Disgusting non-journalistic practices at work.
It’s because they have taken sides, they are not impartial, they’ve become de facto participants in the conflict, siding with Islamonazis, using their talking points in interviews with Israeli leaders and supporters and refusing to report on the facts. Once again, here is Brian of London, blogger at Israellycool talking about exactly this.
The Israelis are so sure about the location of the Hamas bunker, however, not because they are trying to score propaganda points, or because it has been repeatedly mentioned in passing by Western reporters—but because they built it. Back in 1983, when Israel still ruled Gaza, they built a secure underground operating room and tunnel network beneath Shifa hospital—which is one among several reasons why Israeli security sources are so sure that there is a main Hamas command bunker in or around the large cement basement beneath the area of Building 2 of the Hospital, which reporters are obviously prohibited from entering.
Top Secret Hamas Command Bunker in Gaza Revealed
And why reporters won’t talk about it
The idea that one of Hamas’ main command bunkers is located beneath Shifa Hospital in Gaza City is one of the worst-kept secrets of the Gaza war. So why aren’t reporters in Gaza ferreting it out? The precise location of a large underground bunker equipped with sophisticated communications equipment and housing some part of the leadership of a major terrorist organization beneath a major hospital would seem to qualify as a world-class scoop—the kind that might merit a Pulitzer, or at least a Polk.
So why isn’t the fact that Hamas uses Shifa Hospital as a command post making headlines? In part, it’s because the location is so un-secret that Hamas regularly meets with reporters there. On July 15, for example, William Booth of the Washington Post wrote that the hospital “has become a de facto headquarters for Hamas leaders, who can be seen in the hallways and offices.” Back in 2006, PBS even aired a documentary showing how gunmen roam the halls of the hospital, intimidate the staff, and deny them access to protected locations within the building—where the camera crew was obviously prohibited from filming. Yet the confirmation that Hamas is using Gaza City’s biggest hospital as its de facto headquarters was made in the last sentence of the eighth paragraph of Booth’s story—which would appear to be the kind of rookie mistake that is known in journalistic parlance as “burying the lede.”
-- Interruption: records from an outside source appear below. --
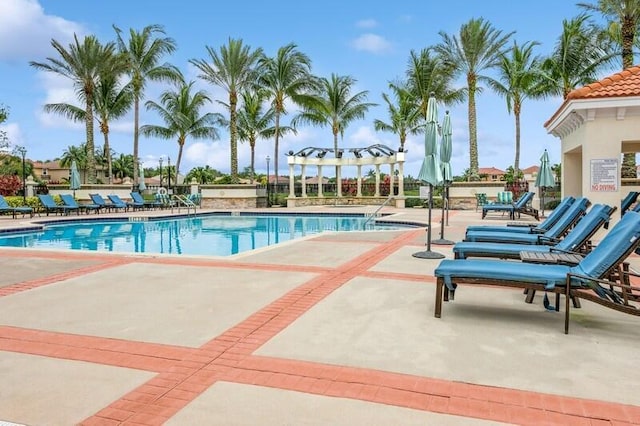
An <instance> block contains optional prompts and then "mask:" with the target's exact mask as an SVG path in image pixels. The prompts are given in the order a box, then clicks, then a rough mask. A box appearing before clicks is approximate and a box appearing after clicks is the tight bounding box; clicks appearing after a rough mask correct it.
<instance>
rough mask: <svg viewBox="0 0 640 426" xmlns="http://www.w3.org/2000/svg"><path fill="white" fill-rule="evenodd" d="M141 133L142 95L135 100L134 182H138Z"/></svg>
mask: <svg viewBox="0 0 640 426" xmlns="http://www.w3.org/2000/svg"><path fill="white" fill-rule="evenodd" d="M139 133H140V95H139V94H138V93H136V95H135V99H134V101H133V183H134V184H138V183H139V182H138V136H139Z"/></svg>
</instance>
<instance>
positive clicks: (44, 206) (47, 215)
mask: <svg viewBox="0 0 640 426" xmlns="http://www.w3.org/2000/svg"><path fill="white" fill-rule="evenodd" d="M38 198H39V199H40V203H42V206H43V207H44V209H45V212H46V213H47V216H49V213H50V212H53V213H61V214H65V215H68V214H69V212H72V211H74V212H76V213H77V214H80V208H79V207H71V206H61V205H59V204H57V203H56V201H55V200H54V199H53V197H52V196H51V195H49V194H38Z"/></svg>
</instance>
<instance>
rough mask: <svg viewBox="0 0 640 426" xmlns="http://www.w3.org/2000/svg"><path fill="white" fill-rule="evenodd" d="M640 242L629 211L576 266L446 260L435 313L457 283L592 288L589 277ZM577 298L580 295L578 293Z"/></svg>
mask: <svg viewBox="0 0 640 426" xmlns="http://www.w3.org/2000/svg"><path fill="white" fill-rule="evenodd" d="M639 244H640V213H635V212H628V213H627V214H626V215H624V216H623V217H622V219H621V220H620V221H619V222H618V223H617V224H616V225H615V226H614V227H613V228H612V229H611V230H610V231H609V232H608V233H607V235H606V236H605V237H604V238H603V239H602V241H600V244H598V245H597V247H595V248H594V249H593V251H592V252H591V253H589V254H588V255H587V256H586V257H585V258H584V259H582V261H581V262H580V263H579V264H578V265H576V266H568V265H559V264H555V265H540V264H534V263H521V262H505V261H500V260H478V259H474V260H460V259H454V260H451V259H447V260H443V261H441V262H440V265H438V267H437V268H436V270H435V271H434V275H435V277H436V298H435V310H434V315H435V317H436V318H440V316H441V314H442V302H443V301H449V300H450V299H451V300H453V299H454V295H455V291H456V288H457V287H458V286H459V285H460V284H470V285H481V286H497V287H513V288H523V289H525V290H539V291H547V292H552V293H555V294H556V307H555V309H556V310H559V306H558V305H559V303H558V302H559V300H558V299H559V296H560V295H561V294H564V295H565V297H567V298H569V297H570V296H571V294H572V293H578V292H577V291H575V292H574V290H576V289H589V288H591V287H590V285H589V282H590V281H591V280H594V279H596V280H606V279H607V278H608V277H609V276H610V275H611V273H612V272H614V271H615V270H616V269H617V268H618V267H619V265H620V264H621V263H622V262H623V261H624V260H625V259H626V258H627V257H628V256H629V255H630V254H631V253H633V251H634V250H636V249H637V248H638V245H639ZM579 297H580V296H579ZM568 332H569V300H565V333H568Z"/></svg>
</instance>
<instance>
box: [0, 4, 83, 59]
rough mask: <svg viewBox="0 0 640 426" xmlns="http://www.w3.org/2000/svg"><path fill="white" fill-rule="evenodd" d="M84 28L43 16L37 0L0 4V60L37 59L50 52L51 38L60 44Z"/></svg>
mask: <svg viewBox="0 0 640 426" xmlns="http://www.w3.org/2000/svg"><path fill="white" fill-rule="evenodd" d="M84 32H85V30H84V28H83V27H82V26H81V25H80V24H78V23H75V22H71V21H67V20H66V19H63V18H60V17H58V16H53V15H47V14H46V13H45V11H44V9H43V8H42V6H41V5H40V3H39V2H38V1H37V0H2V2H0V60H7V61H23V60H38V58H39V57H44V56H45V55H47V54H48V53H50V51H51V39H55V40H57V41H58V42H60V43H62V44H63V45H65V44H67V43H68V42H69V41H71V40H72V37H73V34H74V33H77V34H78V35H81V34H83V33H84Z"/></svg>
But Booth is no rookie—he’s an experienced foreign reporter, which means that he buried the lede on purpose. Why? Well, one reason might be that the “security sources” quoted whenever the location of the Hamas command bunker is mentioned—which, as evidenced by this 2009 article by the excellent and highly experienced foreign correspondent Steven Erlanger of the New York Times, happens every time there’s a war in Gaza—are obviously Israelis, not members of Hamas. It might be hard to believe the Israelis, the simple logic might run, since they obviously have an investment in arguing that Hamas is using hospitals and schools as human shields.